It’s not just America’s electorate that’s at risk of campaign fatigue. At the International Monetary Fund spring meetings held this past week, the BRIC nations – Brazil, Russia, India and China – were in full campaign mode even before the ink has dried on previous increases made to their voting strength at the international lending body.
Contributing to the euro bailout fund at the IMF offers a pretext to revive the issue of power. But with developing nations expected to grow twice as fast as rich economies like the United States and Europe over the next five years, haggling over heft can be expected to become a permanent feature of future IMF and World Bank meetings.

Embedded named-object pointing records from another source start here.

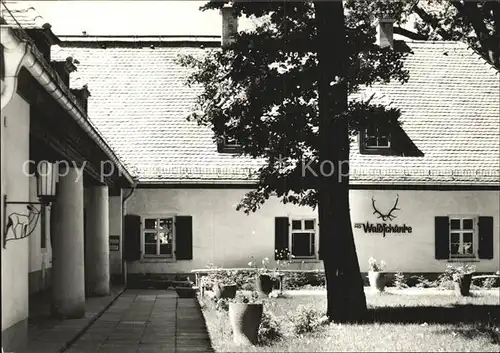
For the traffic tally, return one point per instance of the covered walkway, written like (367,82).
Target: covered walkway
(138,321)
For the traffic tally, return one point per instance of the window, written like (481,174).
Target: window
(303,238)
(43,227)
(375,139)
(462,233)
(228,145)
(158,237)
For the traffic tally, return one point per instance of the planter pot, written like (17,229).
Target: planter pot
(245,321)
(186,292)
(462,285)
(264,284)
(377,280)
(224,291)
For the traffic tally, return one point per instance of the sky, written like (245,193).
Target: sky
(130,17)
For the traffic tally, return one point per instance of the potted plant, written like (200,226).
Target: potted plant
(282,262)
(224,285)
(462,278)
(187,291)
(245,315)
(376,275)
(263,281)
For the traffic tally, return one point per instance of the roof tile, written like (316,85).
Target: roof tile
(450,110)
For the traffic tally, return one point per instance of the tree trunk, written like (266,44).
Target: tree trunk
(345,289)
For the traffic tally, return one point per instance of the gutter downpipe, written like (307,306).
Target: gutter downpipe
(124,212)
(38,71)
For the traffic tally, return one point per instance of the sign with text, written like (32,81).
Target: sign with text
(384,228)
(114,243)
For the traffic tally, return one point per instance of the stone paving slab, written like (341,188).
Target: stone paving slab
(147,321)
(49,335)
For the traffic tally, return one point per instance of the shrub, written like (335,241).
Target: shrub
(270,328)
(222,304)
(376,266)
(400,281)
(305,319)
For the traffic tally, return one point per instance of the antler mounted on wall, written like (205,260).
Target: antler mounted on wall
(22,225)
(387,216)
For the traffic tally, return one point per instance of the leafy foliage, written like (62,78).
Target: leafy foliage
(476,23)
(305,319)
(262,91)
(270,328)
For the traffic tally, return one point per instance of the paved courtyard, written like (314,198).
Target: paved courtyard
(147,321)
(138,321)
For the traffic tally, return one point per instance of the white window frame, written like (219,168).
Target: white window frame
(377,137)
(143,236)
(461,231)
(291,231)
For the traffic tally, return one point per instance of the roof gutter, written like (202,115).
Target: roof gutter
(40,72)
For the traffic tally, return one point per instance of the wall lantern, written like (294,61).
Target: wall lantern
(21,225)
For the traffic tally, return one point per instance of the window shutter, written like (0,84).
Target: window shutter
(280,236)
(184,238)
(485,237)
(132,238)
(442,237)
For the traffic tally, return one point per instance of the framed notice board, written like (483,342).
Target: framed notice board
(114,243)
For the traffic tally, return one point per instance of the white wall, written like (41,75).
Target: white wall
(115,228)
(15,150)
(228,238)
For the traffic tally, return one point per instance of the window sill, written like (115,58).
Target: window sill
(157,259)
(312,261)
(465,259)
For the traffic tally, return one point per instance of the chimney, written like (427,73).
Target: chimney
(82,95)
(229,25)
(385,32)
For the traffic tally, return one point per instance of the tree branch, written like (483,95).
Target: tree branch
(432,21)
(409,34)
(470,12)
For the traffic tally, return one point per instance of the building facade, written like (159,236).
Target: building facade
(141,190)
(427,197)
(53,239)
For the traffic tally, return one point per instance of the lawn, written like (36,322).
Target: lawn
(427,322)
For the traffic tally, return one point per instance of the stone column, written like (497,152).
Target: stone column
(97,243)
(68,276)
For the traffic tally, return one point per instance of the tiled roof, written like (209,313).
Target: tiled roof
(21,13)
(450,110)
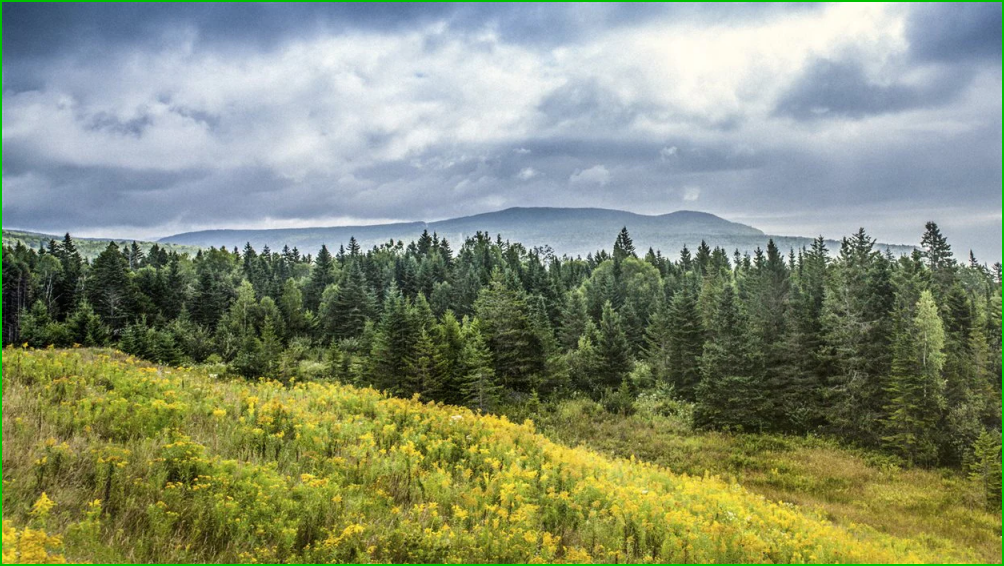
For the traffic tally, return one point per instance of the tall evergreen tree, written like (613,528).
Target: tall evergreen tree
(612,349)
(516,346)
(916,387)
(728,396)
(623,246)
(321,276)
(480,389)
(686,342)
(109,288)
(573,320)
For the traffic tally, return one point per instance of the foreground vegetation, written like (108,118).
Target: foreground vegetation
(899,354)
(128,462)
(841,484)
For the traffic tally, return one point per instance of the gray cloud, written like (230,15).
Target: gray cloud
(149,119)
(833,89)
(954,32)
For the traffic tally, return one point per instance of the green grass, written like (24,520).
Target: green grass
(146,464)
(845,486)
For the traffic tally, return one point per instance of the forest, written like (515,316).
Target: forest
(901,354)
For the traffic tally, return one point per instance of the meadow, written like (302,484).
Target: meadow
(109,459)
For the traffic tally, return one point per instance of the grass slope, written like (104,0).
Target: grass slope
(843,486)
(171,465)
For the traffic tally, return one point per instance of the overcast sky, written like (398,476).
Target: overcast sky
(140,121)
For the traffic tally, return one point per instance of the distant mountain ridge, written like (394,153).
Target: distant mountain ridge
(567,231)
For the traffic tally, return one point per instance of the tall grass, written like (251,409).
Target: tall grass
(152,465)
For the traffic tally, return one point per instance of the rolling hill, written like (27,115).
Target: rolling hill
(111,460)
(89,248)
(571,232)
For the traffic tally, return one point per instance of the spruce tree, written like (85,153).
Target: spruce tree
(612,349)
(517,349)
(728,396)
(916,387)
(321,276)
(109,288)
(573,320)
(479,387)
(686,342)
(623,247)
(659,344)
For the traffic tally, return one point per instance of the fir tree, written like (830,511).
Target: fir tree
(321,276)
(623,247)
(479,387)
(686,342)
(573,321)
(109,287)
(612,349)
(916,388)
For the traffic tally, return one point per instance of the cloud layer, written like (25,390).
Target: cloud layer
(144,120)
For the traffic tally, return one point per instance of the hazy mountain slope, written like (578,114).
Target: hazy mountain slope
(569,232)
(88,247)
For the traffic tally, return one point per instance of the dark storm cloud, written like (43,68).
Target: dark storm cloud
(835,89)
(954,32)
(46,29)
(156,118)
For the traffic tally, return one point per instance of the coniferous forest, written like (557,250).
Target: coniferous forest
(897,353)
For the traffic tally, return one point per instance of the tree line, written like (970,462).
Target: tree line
(900,353)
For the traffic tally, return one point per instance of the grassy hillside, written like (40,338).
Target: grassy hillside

Ever since the Washington-based lenders were established 65 years ago, debates over who held the internal balance of power generally took place only twice every decade, when new leaders were chosen. In addition, few questioned the carve-up of leadership – which gives European nations the unwritten right to pick the head of the IMF and America the World Bank chief. In recent years, however, debates over who wears the trousers at the agencies have refused to die down.
Deals on voting power were struck at the fund in 2008 and late 2010, giving developing nations more influence. The last of these – which will elevate China from the sixth largest shareholder to the third – has yet to be ratified. Yet it’s already clear this shift of votes won’t be enough to satisfy fast-growing developing nations.
Emerging countries accounted for two-thirds of global growth over the past five years, the World Bank calculates. This has made the meager voice of the likes of China, Brazil and India look woefully out of date. And the World Bank sees no let-up in this process. If, as the bank expects, poorer nations continue to outpace richer rivals, the status quo power structure at the IMF and World Bank will constantly be lagging.
This makes it all but certain that IMF chief Christine Lagarde and incoming World Bank President Jim Kim will be the last to benefit from the monopoly of Europe and the United States over the top jobs. Neither post is due to come up again until 2017. But rich members of the IMF and World Bank had better get used to a permanent campaign to surrender some of their power.